En el evangelio de hoy tenemos una fuerte polémica de Jesús con los sumos sacerdotes y ancianos del pueblo, que a mí siempre, desde niño, me ha parecido muy verdadera también para todos, para nuestros días. Con esos dos hijos y sus diferentes respuestas les está achacando lo que en muchas partes del evangelio dice claramente: su hipocresía. En principio ellos dicen «voy» a la invitación de Dios, al mandato de Dios, porque hacen de todo para cumplir la Ley, y llevan a cabo el culto en el Templo escrupulosamente, etc. Pero en realidad, al no reconocer a quien tienen delante, al no reconocer que la invitación de Dios al Reino pasa por ese Mesías que no es un gran guerrero sino un pobre artesano de Nazaret, no van. Por el contrario, muchos que son pecadores públicos, descartados, gente inculta, aceptan la invitación y entran en el Reino de Dios.
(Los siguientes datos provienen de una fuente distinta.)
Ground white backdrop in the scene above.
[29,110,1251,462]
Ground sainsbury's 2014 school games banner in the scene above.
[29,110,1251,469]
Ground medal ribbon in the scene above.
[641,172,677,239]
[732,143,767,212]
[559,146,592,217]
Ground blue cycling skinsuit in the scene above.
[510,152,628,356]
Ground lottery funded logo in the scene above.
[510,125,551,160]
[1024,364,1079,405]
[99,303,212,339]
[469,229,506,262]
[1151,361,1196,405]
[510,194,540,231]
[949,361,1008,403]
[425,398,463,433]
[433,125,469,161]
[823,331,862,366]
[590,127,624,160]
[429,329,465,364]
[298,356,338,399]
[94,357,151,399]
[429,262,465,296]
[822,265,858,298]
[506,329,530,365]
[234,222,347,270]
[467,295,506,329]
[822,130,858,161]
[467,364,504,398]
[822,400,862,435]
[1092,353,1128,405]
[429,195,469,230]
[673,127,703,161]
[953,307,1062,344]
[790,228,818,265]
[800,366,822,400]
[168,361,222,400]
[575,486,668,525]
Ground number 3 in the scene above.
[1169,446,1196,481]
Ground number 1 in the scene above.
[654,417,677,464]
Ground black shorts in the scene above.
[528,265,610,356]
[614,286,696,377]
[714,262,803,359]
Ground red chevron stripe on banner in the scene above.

De estos estaba llena la primera comunidad cristiana. San Pablo dice que miren a la asamblea y no verán muchos aristócratas o principales. Y a esa comunidad, en su mayoría gente sencilla, pero no totalmente, y que experimentaba tensiones por las diferencias sociales, san Pablo les dice: «Manteneos unánimes y concordes con un mismo amor y un mismo sentir. No obréis por rivalidad ni por ostentación, dejaos guiar por la humildad y considerad siempre superiores a los demás. No os encerréis en vuestros intereses, sino buscad todos el interés de los demás». ¿Cómo mantenerse con una sola alma (unánime) y un solo corazón (concorde), como el ideal de los Hechos de los Apóstoles marca en la comunidad cristiana? ¿Sobre todo, si somos tan diferentes? San Pablo nos invita a mirar a Cristo, en ese magnífico himno de Filipenses, que «siendo de condición divina, se despojó de su rango…se rebajó hasta someterse incluso a la muerte, y una muerte de cruz». La unidad en la Iglesia, cosa que pedimos con insistencia en estos tiempos y en todo tiempo, pasa porque cada uno de los bautizados seamos capaces de imitar a Cristo en su kénosis (abajamiento), pasa por la cruz. «El que quiera seguirme, que se niegue a si mismo, cargue con su cruz y me siga». Si conseguimos vaciarnos de nosotros mismos, entonces podemos llenarnos de Espíritu Santo y se da lo que san Pablo dice: «tened en vosotros los sentimientos de Cristo Jesús». Y si yo soy Cristo, tú eres Cristo, el otro es Cristo… naturalmente tenemos un solo corazón y una sola alma.

Aceptemos hoy la invitación del Señor a vivir en su Reino, pidiéndole esta conversión: ser capaces de abajarnos, como Él, constantemente… para que luego Dios nos levante personal y comunitariamente.